オスカーは取り立ててストレスに弱いこともなければ、体力に不安がある方でもない。
そんな彼ですらここまでぐったりとしてしまうのだから、それだけ多くのことが今のオスカーにはのしかかっていると言えた。
当然のように楽しさも感じているのがまた複雑なところではあるのだが──この複雑さは疲れを感じながらも楽しいところではなく、楽しく感じながらも疲労感がぬぐえないところに対してだ──それでもやはり、精神や身体というのは正直なものだ。
自動販売機でその疲れを癒すべく買い求めたふたつのロイヤルミルクティーの缶を手元で遊ばせていると、オスカーのこれまで下向きだった視線が少しもちあがる。
ほんの少しベンチに空きのスペースを作ると、そこに沈み込むように腰を下ろしたのはミオだった。
オスカーの様子よりも一層疲れきっていることが顕著に見受けられるほど、わかりやすくベンチへへたり込む。
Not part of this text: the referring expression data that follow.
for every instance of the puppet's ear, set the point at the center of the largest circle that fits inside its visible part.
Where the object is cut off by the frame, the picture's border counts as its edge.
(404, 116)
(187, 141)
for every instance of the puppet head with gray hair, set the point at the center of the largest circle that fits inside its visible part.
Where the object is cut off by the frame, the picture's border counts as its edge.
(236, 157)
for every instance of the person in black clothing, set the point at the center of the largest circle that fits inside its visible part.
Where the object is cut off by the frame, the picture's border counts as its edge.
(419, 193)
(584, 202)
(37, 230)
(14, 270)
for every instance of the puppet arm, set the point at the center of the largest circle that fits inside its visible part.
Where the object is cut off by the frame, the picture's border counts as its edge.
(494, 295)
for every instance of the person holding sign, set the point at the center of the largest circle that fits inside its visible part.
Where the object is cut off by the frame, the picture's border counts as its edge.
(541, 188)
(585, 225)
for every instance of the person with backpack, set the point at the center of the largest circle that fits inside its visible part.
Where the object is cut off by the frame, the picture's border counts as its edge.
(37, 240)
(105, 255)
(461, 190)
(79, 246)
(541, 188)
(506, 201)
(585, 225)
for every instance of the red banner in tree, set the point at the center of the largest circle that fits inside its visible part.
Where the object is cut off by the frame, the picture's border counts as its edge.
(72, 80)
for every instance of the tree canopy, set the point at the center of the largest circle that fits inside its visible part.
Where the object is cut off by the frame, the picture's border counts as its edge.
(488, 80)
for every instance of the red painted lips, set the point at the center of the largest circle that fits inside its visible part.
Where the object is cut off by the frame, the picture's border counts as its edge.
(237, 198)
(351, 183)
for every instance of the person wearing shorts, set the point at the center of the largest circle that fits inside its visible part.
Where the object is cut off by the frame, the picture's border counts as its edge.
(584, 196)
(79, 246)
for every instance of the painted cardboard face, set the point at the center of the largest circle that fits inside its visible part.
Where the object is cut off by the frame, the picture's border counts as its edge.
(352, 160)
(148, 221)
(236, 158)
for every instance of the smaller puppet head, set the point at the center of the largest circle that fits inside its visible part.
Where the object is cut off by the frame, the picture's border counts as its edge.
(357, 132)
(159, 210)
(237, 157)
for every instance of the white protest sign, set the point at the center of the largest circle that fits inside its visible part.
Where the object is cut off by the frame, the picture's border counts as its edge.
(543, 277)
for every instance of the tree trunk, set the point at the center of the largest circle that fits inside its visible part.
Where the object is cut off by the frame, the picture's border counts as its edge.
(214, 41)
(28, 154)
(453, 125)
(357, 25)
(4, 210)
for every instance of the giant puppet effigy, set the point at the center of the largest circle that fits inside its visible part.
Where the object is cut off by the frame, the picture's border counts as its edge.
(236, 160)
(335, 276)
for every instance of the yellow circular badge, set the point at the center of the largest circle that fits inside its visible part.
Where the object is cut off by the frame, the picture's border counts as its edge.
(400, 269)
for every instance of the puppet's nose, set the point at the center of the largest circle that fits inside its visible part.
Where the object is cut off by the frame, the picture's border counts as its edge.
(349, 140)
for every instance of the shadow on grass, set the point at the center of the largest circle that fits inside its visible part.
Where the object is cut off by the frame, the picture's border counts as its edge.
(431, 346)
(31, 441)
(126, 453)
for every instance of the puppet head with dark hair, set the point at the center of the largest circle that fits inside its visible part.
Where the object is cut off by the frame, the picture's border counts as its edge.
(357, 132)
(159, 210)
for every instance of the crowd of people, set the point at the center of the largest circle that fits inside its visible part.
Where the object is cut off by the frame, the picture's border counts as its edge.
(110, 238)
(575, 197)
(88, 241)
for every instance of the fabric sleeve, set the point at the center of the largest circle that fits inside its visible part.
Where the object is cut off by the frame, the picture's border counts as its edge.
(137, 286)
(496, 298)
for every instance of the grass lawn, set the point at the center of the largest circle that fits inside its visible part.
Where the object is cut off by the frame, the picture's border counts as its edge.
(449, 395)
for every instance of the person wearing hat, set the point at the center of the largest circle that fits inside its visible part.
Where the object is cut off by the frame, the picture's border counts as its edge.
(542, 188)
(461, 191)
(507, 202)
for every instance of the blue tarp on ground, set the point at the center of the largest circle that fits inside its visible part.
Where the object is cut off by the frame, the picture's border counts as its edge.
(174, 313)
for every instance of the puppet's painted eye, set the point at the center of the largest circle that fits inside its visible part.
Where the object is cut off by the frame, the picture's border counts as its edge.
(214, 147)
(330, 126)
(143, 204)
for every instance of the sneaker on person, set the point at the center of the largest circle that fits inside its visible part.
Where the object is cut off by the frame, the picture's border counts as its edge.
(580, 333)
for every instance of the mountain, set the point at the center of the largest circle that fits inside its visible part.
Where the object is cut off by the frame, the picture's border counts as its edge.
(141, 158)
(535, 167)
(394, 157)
そしてオスカーにもたれかかる。
「ミオ、お疲れ……」
「お疲れ様……やっと来られた……」
オスカーはミオのもたれかかる身体の重みを感じながら、ちらりと視線だけを彼に向けた。
「最近ばたばたしてるよね」
「うん……仕方がないとは思うんだけど……」
相変わらずミオは体重をオスカーに預けたまま、困ったように微笑む。
彼らは二人、ここで待ち合わせをしていた。これから二人して自宅へ帰るのだが、あからさまに疲労を抱えた二人がすぐさまに動き出すことはない。
「それにしても、オスカーがそこまで疲れてるのも珍しいね?」
「まぁね……」
苦笑いを浮かべながらオスカーは、手元のミルクティーの缶をひとつミオへ差し出す。
「はいこれ。疲れてる時は甘いものだよ」
「ありがとう」
ミオが缶を受け取るのを見つめてから、オスカーは「どういたしまして」と微笑んだ。そして自分の手元にも残る缶をあけ、ミルクティーをひとくち口に含んでほっと息を吐いた。
隣でミオが全く同じ動作をしていて、その瓜二つの行動に目を合わせて笑いあう。
二人の間に流れる静かで穏やかな空気は疲労で満たされた身体にまどろみを与え、ミオは睡魔に抗おうとしてはいたが遂にはかくんと電池が切れたように脱力した。
手から落ちそうになっていた缶をかろうじて手におさめてから、オスカーは一度体勢を整える。次に前方に身体を倒したミオの頭を引き寄せて、肩口にそれをもたれかからせた。
すぐ近くから聴こえてくる規則正しい寝息に薄く微笑みを浮かべてから、ミオの寝顔に視線を向ける。
緊張のない安心しきった様子は、オスカーにとって何よりのものだった。